Cereal

"For half a thousand years after its invention, in Mesopotamia, writing was used exclusively for bookkeeping," John Lanchester points out in his recent New Yorker article about how civilization started. "All the good things we associate with writing - its use for culture and entertainment and communication and collective memory - were some distance in the future."

Hunter's Moon 2017

And cereal, that uninspiring food we usually try unsuccessfully to get away from, played, of course, a central role in the domestication of people, along with cows and pigs, and in the rise of the State. With cereal and bookkeeping came the concept of surplus - something unknown or un-cared-about by the hunter-gatherers which we were - Lanchester reminds us - for ninety-five percent of our time before now. 

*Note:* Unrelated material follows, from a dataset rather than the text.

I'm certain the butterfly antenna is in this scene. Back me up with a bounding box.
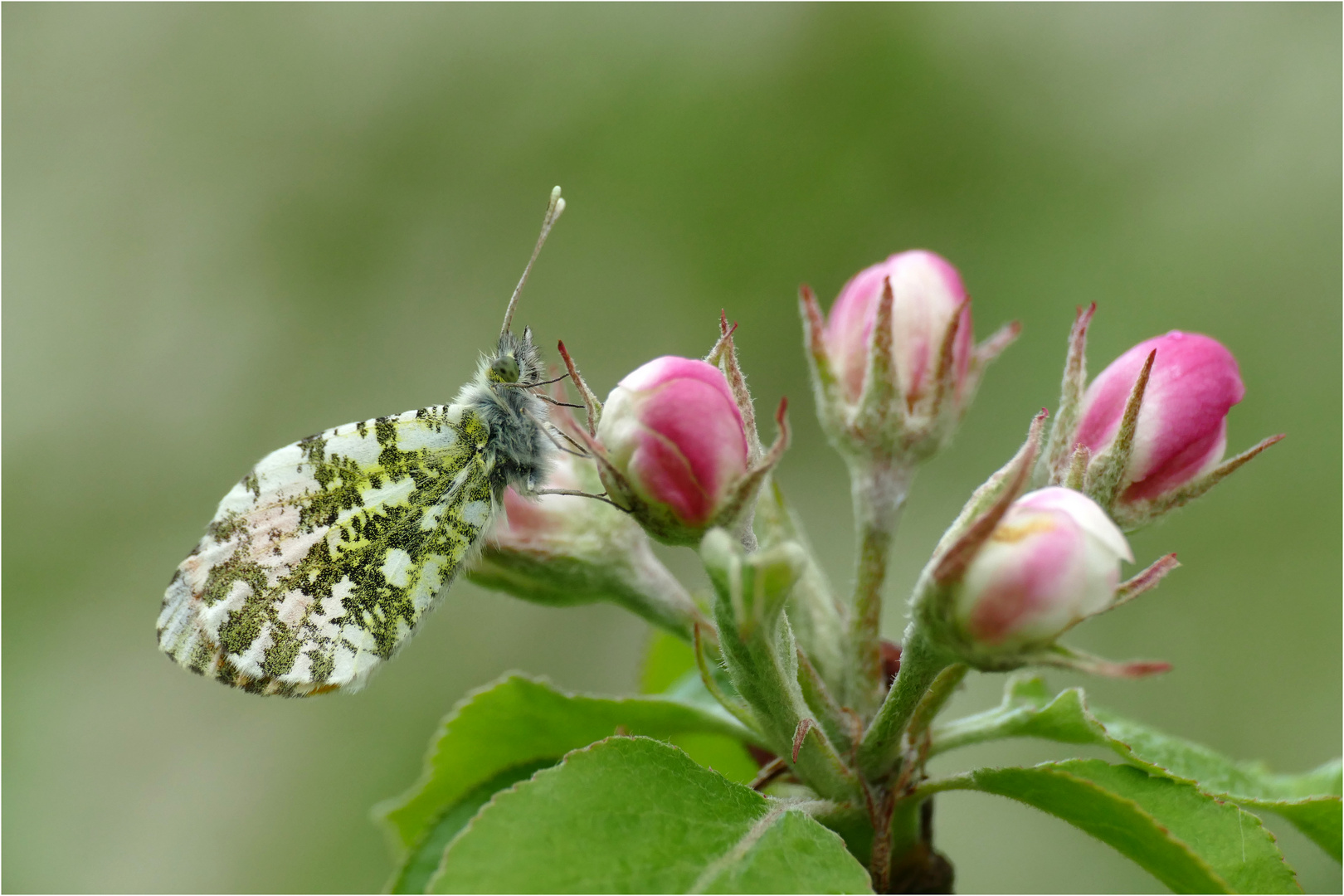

Icheon Korea Celadon on Porcelain

A potter needs to reflect on these things. Not because clay and ceramic form are tied up too in the formation of culture but almost for the opposite reason - because clay connects us to pre-agrarian times. Or at least - life in the studio does. You make what you need to make - never hoping it is more than enough - instead hoping you come close to what you see in your head. The best pots are hunted, and brought back to camp only by luck, and you never count on catching another one tomorrow.

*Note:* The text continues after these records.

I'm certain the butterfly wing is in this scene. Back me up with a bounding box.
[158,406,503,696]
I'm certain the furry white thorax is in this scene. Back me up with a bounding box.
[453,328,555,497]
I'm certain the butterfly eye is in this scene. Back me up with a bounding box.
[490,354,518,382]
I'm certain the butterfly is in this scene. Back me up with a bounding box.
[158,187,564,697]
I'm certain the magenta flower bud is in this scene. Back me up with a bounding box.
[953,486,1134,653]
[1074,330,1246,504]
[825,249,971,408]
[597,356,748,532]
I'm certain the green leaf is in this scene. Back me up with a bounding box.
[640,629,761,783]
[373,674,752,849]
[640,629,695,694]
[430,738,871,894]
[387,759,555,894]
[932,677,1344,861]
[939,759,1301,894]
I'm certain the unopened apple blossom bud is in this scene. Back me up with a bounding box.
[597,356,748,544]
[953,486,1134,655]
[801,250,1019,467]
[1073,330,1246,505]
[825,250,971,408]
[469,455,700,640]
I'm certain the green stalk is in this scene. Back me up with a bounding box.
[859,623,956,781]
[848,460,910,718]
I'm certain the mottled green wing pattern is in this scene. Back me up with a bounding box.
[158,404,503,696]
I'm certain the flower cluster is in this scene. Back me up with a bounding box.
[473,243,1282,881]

As the harvest season approaches and Hunter's Moon follows soon after, on November third this year, I am reflecting on these ideas, and on the idea of 'labor' which is always discussed in articles of this kind. Labor is a few rungs below cereal on my ladder of things I like. Back in January I started this year off by flying to San Diego for a clay workshop, and I returned to the studio enthusiastically ready to begin throwing platters in a new way that I had learned about - pounding the clay into a giant circle on the wheelhead rather than trying to actually center it with the wheel spinning. Should be a lot less labor - should be easier. 

Randy Johnston workshop platter

Using up about a hundred pounds of clay I made three big platters this way - each cracked, either when drying or during the initial 'bisque' fire, prior to glazing. The last one of the three sat in the studio all summer - so long that I forgot what that glaze was that I had splashed all over it - I knew it would crack too when I put it in the kiln but I did anyway, last week, partly just out of defiance - I wasn't going to pitch that big platter into the dumpster after I'd devoted so much valuable shelf space to it all these months. Plus - I wanted to see what would happen. I think you should be, in the studio, at least some of the time, the way we were back when we hunted and gathered out on the steppes or deep in the forest - drawn forward just out of plain curiosity, determined to find out what's just out of sight up ahead. Why not? It's not like we have to be back - we're not on a schedule. Not yet. 

stoneware platter with ash glaze

To my delight the platter cracked not just radially, as I'd expected, a fissure from rim to center - but the fissure itself split apart and curled around, as if it too was curious. I like it! I said to myself as I brought it, still warm, onto a plywood table in the studio. It is useless - unsellable, ill-suited for containing, presenting, serving, or anything else - it is monumental like the number of hours per week that the hunter-gatherers had at their disposal. Apparently it took about seventeen hours a week to hunt and gather, and another nineteen to do other "domestic activites and chores." The rest was free time - you could do what you want. And you didn't have to write anything down.